SAN FRANCISCO — In a high-tech twist on historic preservation, 25 Bay Area historic sites just finished a seven-week battle for $1 million in restoration funding through an online contest that let visitors vote on favorite landmarks.
The cyber balloting, which ended Tuesday, specifically excluded exalted monuments such as the Golden Gate Bridge and Alcatraz Island. Instead, the contest’s co-sponsors, the National Trust for Historic Preservation and American Express, chose less obvious candidates, such as a 1920s-era public pool and a town hall on the Marin County coast.
“While there are some iconic sites on the list, we were also looking to raise awareness about some of the region’s hidden gems as well,” said David Brown, the trust’s chief operating officer.
Berkeley’s First Church of Christ, Scientist — an Arts and Crafts-style structure designed by Bernard Maybeck — emerged on top, with 18 percent of the vote.
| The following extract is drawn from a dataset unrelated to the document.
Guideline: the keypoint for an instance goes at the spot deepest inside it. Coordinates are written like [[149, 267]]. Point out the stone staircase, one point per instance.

The immigration station at Angel Island, the west coast’s version of Ellis Island, came in second with 16 percent.
The shuttered Pigeon Point lighthouse, thought to be one of the tallest remaining lighthouses in the nation, placed third.
The three sites that finished last were a crumbling band shell in Golden Gate Park, a series of neon signs in San Francisco, and a former Opera House that serves as a community center in a predominantly black San Francisco neighborhood. All 25 sites already are listed on the National Register of Historic Places.
Organizers would not divulge how many ballots were cast. But Judy Porta, secretary of the group that raises money to keep the 96-year-old First Church of Christ in good repair, attributed the victory to postcards she sent encouraging 700 people to vote — registered voters could submit one ballot a day — and the power of the Internet.
“We do know that one woman went through her entire e-mail address book and clicked anyone she thought might be interested,” Porta said. “Those who have personally seen the church have a commitment that runs a little deeper.”
American Express put up $1 million in preservation funds for the contest, and each site had to submit an application outlining a project that could be completed by mid-2008. But while the top vote-getter was guaranteed part of the money, it does not automatically get the largest share.
Advisers will decide in mid-November how to award the money depending on relative historic significance, geographic diversity and a project’s potential to benefit the community. Second and third-place finishers could wind up empty-handed, while also-rans could have their entire budgets funded.
“How you really get people involved is you allow them to participate in the decision-making,” said Tim McClimon, vice president of philanthropy for American Express. “But we didn’t want it to be a strictly popularity contest.”
The contest will be repeated next year in a location still to be determined.
Sponsors picked the Bay Area for the first vote because of its beauty, variety of old buildings and a tourism campaign American Express plans.